What is the value of df$Unique_number[2]
, is it an empty string? You can first convert it to NA
df$Unique_number[df$Unique_number == ''] <- NA
and then use na.locf
from the zoo
package
df$Unique_number <- zoo::na.locf(df$Unique_number)
This will carry over the last non-NA observation to replace NAs.
Edit
To preseve original NA
values, split your dataframe in two and operate only on the part that contains the values you want to replace (I am assuming empty strings)
df0 = df[is.na(df$Unique_number), ]
df1 = df[-is.na(df$Unique_number), ]
(alternatively use split(df, is.na(df$Unique_number)
) and then call the code above on df1
and finally rbind
them.
Edit 2
Here is another approach, I'm pretty sure it will be slower than the one above that uses zoo
but lets you specify your own string
MISSING_STRING = '' # String you want replaced with last non-NA value
x0 <- c("1", "2", "", "3", "4", "", "", "5", "6", NA, "", "7", "8",
"", "9", "10", "") # Example vector
x <- x0 # Store initial example vector for comparison at the end
missing.ids <- which(is.na(x) | x == MISSING_STRING)

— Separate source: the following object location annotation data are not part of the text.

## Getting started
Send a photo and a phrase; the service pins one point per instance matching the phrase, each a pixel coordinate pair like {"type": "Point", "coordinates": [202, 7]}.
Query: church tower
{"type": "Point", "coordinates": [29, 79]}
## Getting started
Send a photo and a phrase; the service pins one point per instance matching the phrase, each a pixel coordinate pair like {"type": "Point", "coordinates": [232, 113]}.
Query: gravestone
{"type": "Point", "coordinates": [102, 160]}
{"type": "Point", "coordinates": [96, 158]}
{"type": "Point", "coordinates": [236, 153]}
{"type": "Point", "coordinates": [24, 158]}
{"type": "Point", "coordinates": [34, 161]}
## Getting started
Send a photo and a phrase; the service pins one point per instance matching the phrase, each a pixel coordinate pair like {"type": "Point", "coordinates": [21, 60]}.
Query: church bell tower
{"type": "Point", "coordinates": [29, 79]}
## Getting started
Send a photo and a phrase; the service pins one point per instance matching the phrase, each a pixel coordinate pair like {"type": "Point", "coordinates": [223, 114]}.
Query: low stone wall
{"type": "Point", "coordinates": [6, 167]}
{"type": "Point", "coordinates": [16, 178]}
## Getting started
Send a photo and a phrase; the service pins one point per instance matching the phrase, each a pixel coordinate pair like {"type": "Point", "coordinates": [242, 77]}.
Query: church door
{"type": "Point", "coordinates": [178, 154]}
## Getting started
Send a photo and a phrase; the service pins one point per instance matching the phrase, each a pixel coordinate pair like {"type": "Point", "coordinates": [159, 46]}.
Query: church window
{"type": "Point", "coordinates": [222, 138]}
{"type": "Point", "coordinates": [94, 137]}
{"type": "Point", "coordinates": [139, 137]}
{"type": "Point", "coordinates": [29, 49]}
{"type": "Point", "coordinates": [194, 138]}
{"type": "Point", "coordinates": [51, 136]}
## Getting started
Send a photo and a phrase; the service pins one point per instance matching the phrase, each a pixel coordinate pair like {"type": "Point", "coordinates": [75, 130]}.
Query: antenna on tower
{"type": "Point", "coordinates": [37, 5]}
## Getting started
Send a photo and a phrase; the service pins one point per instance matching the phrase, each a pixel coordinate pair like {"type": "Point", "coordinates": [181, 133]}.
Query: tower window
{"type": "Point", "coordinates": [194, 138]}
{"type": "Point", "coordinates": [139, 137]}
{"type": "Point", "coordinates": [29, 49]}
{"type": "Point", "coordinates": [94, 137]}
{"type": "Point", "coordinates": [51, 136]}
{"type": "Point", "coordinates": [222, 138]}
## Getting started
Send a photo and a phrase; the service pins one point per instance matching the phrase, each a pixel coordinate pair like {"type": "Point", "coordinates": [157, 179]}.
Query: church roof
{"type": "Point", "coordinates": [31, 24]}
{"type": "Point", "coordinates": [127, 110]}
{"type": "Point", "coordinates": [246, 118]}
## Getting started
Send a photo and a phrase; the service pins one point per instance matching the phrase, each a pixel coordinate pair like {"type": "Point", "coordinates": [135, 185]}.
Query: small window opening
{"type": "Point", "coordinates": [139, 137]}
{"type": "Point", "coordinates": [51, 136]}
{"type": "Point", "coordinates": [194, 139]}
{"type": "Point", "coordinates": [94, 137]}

replacement.ids <- missing.ids - 1
replacement.ids[1 + which(diff(replacement.ids) == 1)] <- replacement.ids[diff(replacement.ids) == 1]
na.ids <- is.na(x)
x[missing.ids] <- x[replacement.ids]
x[na.ids] <- NA
# Compare initial vs final value
cbind(x0, x)
x0 x
[1,] "1" "1"
[2,] "2" "2"
[3,] "" "2"
[4,] "3" "3"
[5,] "4" "4"
[6,] "" "4"
[7,] "" "4"
[8,] "5" "5"
[9,] "6" "6"
[10,] NA NA
[11,] "" "6"
[12,] "7" "7"
[13,] "8" "8"
[14,] "" "8"
[15,] "9" "9"
[16,] "10" "10"
[17,] "" "10"